With Spiritual eyes, I see where I am supposed to be.

I can’t Accept Work, Struggle, Repeat as the  theme of my saga.

There’s More to Life and I deserve it.

So aggressively I will work, study, Move, shift, and shake my Plans into action

As I Pray, Trust, and Believe there is More to this Life.

The Fem Body Complex

It’s easy to get so caught up in what “Looks Beautiful” that you forget that you already are…

I’ve been dealing with this pressure lately. Even though I have spent years learning to Love and Accept the Real Me sometimes I still lose it and get stuck in the trap of feeling “Am I enough?”

Its easy to lose perspective when you are a Dancer who always seems to find herself on the Outside looking in…On top of that, Broke and Desperate wondering what it will take to get me from Point A to B??

Would it help if I looked more like a stripper with a small waist and Huge Ass, a Barbie Face and perfect, long hair??

Of course I know how Superficial and Anti-Feminist this “standard” for Female Beauty is but let’s face it….

These Girls Get PAID!

And not the Bullsht money you have to work over 40 hours at a crappy job for…

When I look at them, I find myself thinking it can’t be so hard to look like that…

Then I look at my own body…My angular shoulders, muscular arms, long legs, size A chest, and size 10 feet and I question my femininity…

Am I enough? Will I be accepted like this?

In the back of my mind, I hear my own voice saying You Are Beautiful as You Are! I hear my girlfriend’s voice saying I’m Beautiful, Sexy, And she wouldn’t change a thing… But still I am self conscious.

So I’m faced with these two perspectives, pondering these questions on a daily basis…

How do I get back to that place of Self Love and Acceptance??

Is it worth it to compromise to get what I want faster??

To be Continued

Dreams-Living vs. Speaking

What have I learned from my first attempt at living my dreams in NYC and briefly coming home to friends and family?….

It’s easier to Live Your Dreams Out Loud than to speak them out loud.

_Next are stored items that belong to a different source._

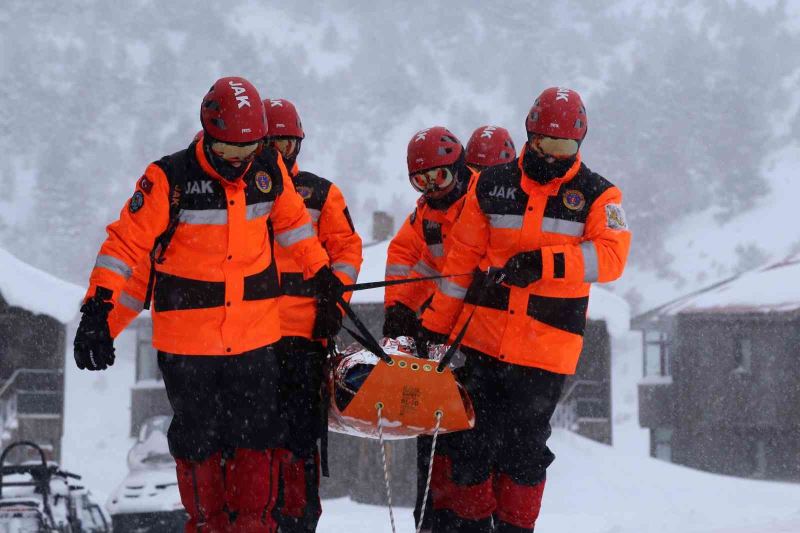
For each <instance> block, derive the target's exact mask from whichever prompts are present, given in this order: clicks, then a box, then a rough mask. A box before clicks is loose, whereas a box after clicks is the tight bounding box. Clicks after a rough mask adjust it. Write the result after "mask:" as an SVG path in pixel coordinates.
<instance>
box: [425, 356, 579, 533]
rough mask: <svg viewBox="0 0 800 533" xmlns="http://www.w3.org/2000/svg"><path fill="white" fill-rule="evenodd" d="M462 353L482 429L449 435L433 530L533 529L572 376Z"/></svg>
mask: <svg viewBox="0 0 800 533" xmlns="http://www.w3.org/2000/svg"><path fill="white" fill-rule="evenodd" d="M462 351H463V352H464V353H465V355H466V361H465V364H464V366H463V367H462V368H460V369H458V370H456V375H457V376H458V378H459V379H460V381H461V383H462V384H463V385H464V386H465V388H466V389H467V391H468V392H469V395H470V397H471V398H472V402H473V406H474V408H475V427H474V428H473V429H472V430H469V431H462V432H458V433H451V434H446V435H442V436H441V446H440V447H439V446H437V451H436V462H437V465H439V466H437V467H436V468H438V469H439V470H438V472H434V479H435V480H436V481H435V482H434V483H432V489H433V496H434V502H433V505H434V508H435V511H434V513H433V521H432V530H433V531H434V533H455V532H458V533H489V532H495V533H497V532H501V531H502V532H508V533H512V532H513V533H526V532H531V531H533V527H534V525H535V521H536V517H537V516H538V513H539V507H540V504H541V495H542V490H543V489H544V483H543V482H544V480H545V477H546V471H547V467H548V466H549V465H550V463H552V462H553V460H554V459H555V456H554V455H553V453H552V452H551V451H550V449H549V448H548V447H547V439H548V437H549V436H550V417H551V415H552V414H553V411H554V410H555V407H556V405H557V403H558V399H559V397H560V395H561V390H562V388H563V385H564V380H565V378H566V376H564V375H562V374H554V373H552V372H548V371H546V370H541V369H538V368H531V367H525V366H520V365H514V364H509V363H505V362H502V361H500V360H498V359H496V358H493V357H489V356H487V355H485V354H482V353H480V352H477V351H474V350H469V349H462Z"/></svg>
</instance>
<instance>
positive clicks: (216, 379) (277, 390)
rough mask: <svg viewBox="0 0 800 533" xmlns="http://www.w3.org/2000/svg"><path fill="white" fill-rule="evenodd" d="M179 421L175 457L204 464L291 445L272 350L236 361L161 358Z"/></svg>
mask: <svg viewBox="0 0 800 533" xmlns="http://www.w3.org/2000/svg"><path fill="white" fill-rule="evenodd" d="M158 366H159V368H160V369H161V373H162V375H163V376H164V385H165V386H166V389H167V396H168V397H169V402H170V404H171V405H172V410H173V412H174V416H173V418H172V423H171V424H170V427H169V432H168V434H167V440H168V442H169V448H170V452H171V453H172V455H173V456H174V457H176V458H180V459H187V460H190V461H202V460H204V459H206V458H208V457H209V456H211V455H212V454H214V453H215V452H218V451H222V452H232V451H233V450H235V449H237V448H249V449H254V450H266V449H269V448H276V447H278V446H280V445H281V444H282V443H283V442H285V440H286V434H287V430H286V420H285V418H283V417H281V416H280V413H279V399H278V375H279V367H278V359H277V356H276V353H275V350H274V349H273V347H272V345H270V346H264V347H262V348H258V349H256V350H251V351H249V352H245V353H243V354H240V355H233V356H202V355H197V356H195V355H176V354H170V353H166V352H159V353H158Z"/></svg>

Speaking your dreams gives people the chance to cut them down and implant seeds of Doubt into your Vision.

I know why I left this place….Being here Drains my energy. I’m constantly surrounded by voices of Fear.

It’s takes all the strength I have just to stay inspired from day to day…

Is there anyone here that can lift me up??

There goes that anxious, restless feeling that tells me it’s time to go.

From now on, I’ll share even less about my journey.

I want my accomplishments to speak for themselves.

Reality and Dreams

Living your Dreams should be A Right, not something reserved for the Privileged….

But the reality is, I can’t afford to live my dreams here.

Maybe this mentality is my problem…I see others living their Dreams and I compare…Im just as talented. Why can’t I have it?

The ones on the top are already professional dancers and entertainers living in The heart of the city, where all the opportunities are.

Meanwhile, I’m homeless, working 2 Jobs, and trying to finish school so I can actually sustain my Dance Dreams.

The irony is that I came to NY to be in a Dance program. but I can’t afford tuition. I dont even know how I can make the time while I’m still working like crazy just to live.

Maybe I need to learn to live my Dreams on a smaller scale?

One Day at a Time

Reality has a way of Humbling me.

Breaking me to my knees,

Sreaming in my face…

“Wake Up Cinderella!”

I’m trying to stop jumping the gun. I keep trying to make things happen before it’s time…I’m a control freak.

I’m trying to stop setting my expectations so high, it’s a setup for disappointment. Things in my life are never the way I see them in my mind.

Why do Dreams Manifest so slowly?

It’s hard to break these habits because I want what I want so badly. It feels like I’ve been waiting my whole life… Every day I pray for strength, patience, and peace. There never seems to be enough.

I’m trying to let Go and let God lead. I’m trying…Pray for me.